Reputation: 21
I'm trying to check 22,800+ urls from a 2012 database to find out which ones are still valid. I'm using urllib in Python 3.8 in PyCharm. It makes it through the first 47 urls which are in a text file that I read in. Then it crashes when the host can't be found.
Here's the error output:
Traceback (most recent call last): File "C:\Users\rmcape\AppData\Local\Programs\Python\Python38-32\lib\urllib\request.py", line 1350, in do_open h.request(req.get_method(), req.selector, req.data, headers, File "C:\Users\rmcape\AppData\Local\Programs\Python\Python38-32\lib\http\client.py", line 1255, in request self._send_request(method, url, body, headers, encode_chunked) File "C:\Users\rmcape\AppData\Local\Programs\Python\Python38-32\lib\http\client.py", line 1301, in _send_request self.endheaders(body, encode_chunked=encode_chunked) File "C:\Users\rmcape\AppData\Local\Programs\Python\Python38-32\lib\http\client.py", line 1250, in endheaders self._send_output(message_body, encode_chunked=encode_chunked) File "C:\Users\rmcape\AppData\Local\Programs\Python\Python38-32\lib\http\client.py", line 1010, in _send_output self.send(msg) File "C:\Users\rmcape\AppData\Local\Programs\Python\Python38-32\lib\http\client.py", line 950, in send self.connect() File "C:\Users\rmcape\AppData\Local\Programs\Python\Python38-32\lib\http\client.py", line 921, in connect self.sock = self._create_connection( File "C:\Users\rmcape\AppData\Local\Programs\Python\Python38-32\lib\socket.py", line 787, in create_connection for res in getaddrinfo(host, port, 0, SOCK_STREAM): File "C:\Users\rmcape\AppData\Local\Programs\Python\Python38-32\lib\socket.py", line 918, in getaddrinfo for res in _socket.getaddrinfo(host, port, family, type, proto, flags): socket.gaierror: [Errno 11002] getaddrinfo failed
During handling of the above exception, another exception occurred:
Traceback (most recent call last):
File "C:/Users/rmcape/PycharmProjects/first/venv/validateURLs.py", line 19, in resp=urllib.request.urlopen(req) File "C:\Users\rmcape\AppData\Local\Programs\Python\Python38-32\lib\urllib\request.py", line 222, in urlopen return opener.open(url, data, timeout) File "C:\Users\rmcape\AppData\Local\Programs\Python\Python38-32\lib\urllib\request.py", line 525, in open response = self._open(req, data) File "C:\Users\rmcape\AppData\Local\Programs\Python\Python38-32\lib\urllib\request.py", line 542, in _open result = self._call_chain(self.handle_open, protocol, protocol + File "C:\Users\rmcape\AppData\Local\Programs\Python\Python38-32\lib\urllib\request.py", line 502, in _call_chain result = func(*args) File "C:\Users\rmcape\AppData\Local\Programs\Python\Python38-32\lib\urllib\request.py", line 1379, in http_open return self.do_open(http.client.HTTPConnection, req) File "C:\Users\rmcape\AppData\Local\Programs\Python\Python38-32\lib\urllib\request.py", line 1353, in do_open raise URLError(err) urllib.error.URLError: <urlopen error [Errno 11002] getaddrinfo failed>
How can I detect the DNS lookup failure and recover from it and continue on to the next URL in the file?
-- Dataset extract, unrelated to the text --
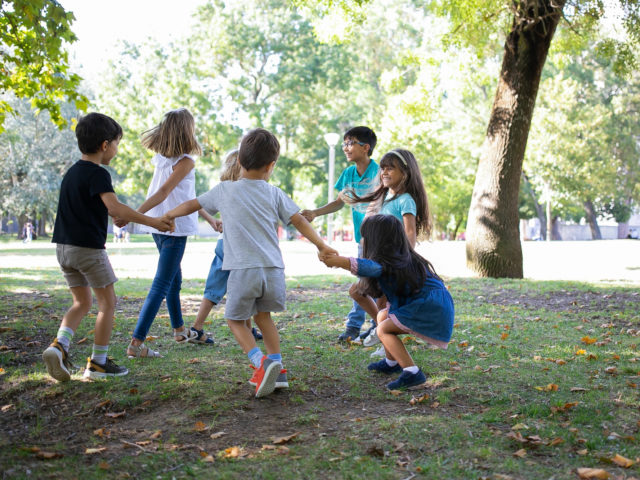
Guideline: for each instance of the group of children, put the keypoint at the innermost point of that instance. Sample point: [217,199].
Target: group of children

Is there some other library that I should be using? I've googled about everything I can think of. Thanks for any help.
Here's the code:
#!/bin/python
#
#validateURLs.py
import urllib
from urllib.request import Request, urlopen
from urllib.error import URLError, HTTPError
import responses
import socket
f = open("updatedURLs.txt", "r")
site=f.readline()
siteCount=1
errorCount=0
while site:
site=site.strip()
req = urllib.request.Request(site)
try:
resp=urllib.request.urlopen(req)
respo=str(resp.getcode())
result = "("+str(siteCount)+") "+respo+" ==> "+site
print(result)
#print(siteCount, site, resp.getcode())
except urllib.error.HTTPError as e:
errorCount=errorCount+1
result="("+str(siteCount)+") "+str(e.code)+" ==> "+site
print(result)
print("errorCount = "+str(errorCount))
site=f.readline()
siteCount=siteCount+1
print(errorCount)
print("Done")
Upvotes: 1
Views: 1383
Reputation: 483
Will this work for you?:
#!/bin/python
#
#validateURLs.py
import urllib
from urllib.request import Request, urlopen
from urllib.error import URLError, HTTPError
import responses
import socket
f = open("updatedURLs.txt", "r")
site=f.readline()
siteCount=1
errorCount=0
while site:
site=site.strip()
req = urllib.request.Request(site)
try:
resp=urllib.request.urlopen(req)
respo=str(resp.getcode())
result = "("+str(siteCount)+") "+respo+" ==> "+site
print(result)
#print(siteCount, site, resp.getcode())
except Exception as e:
errorCount=errorCount+1
result="("+str(siteCount)+") "+str(e)+" ==> "+site
print(result)
print("errorCount = "+str(errorCount))
else:
site=f.readline()
siteCount=siteCount+1
print(errorCount)
print("Done")
Upvotes: 0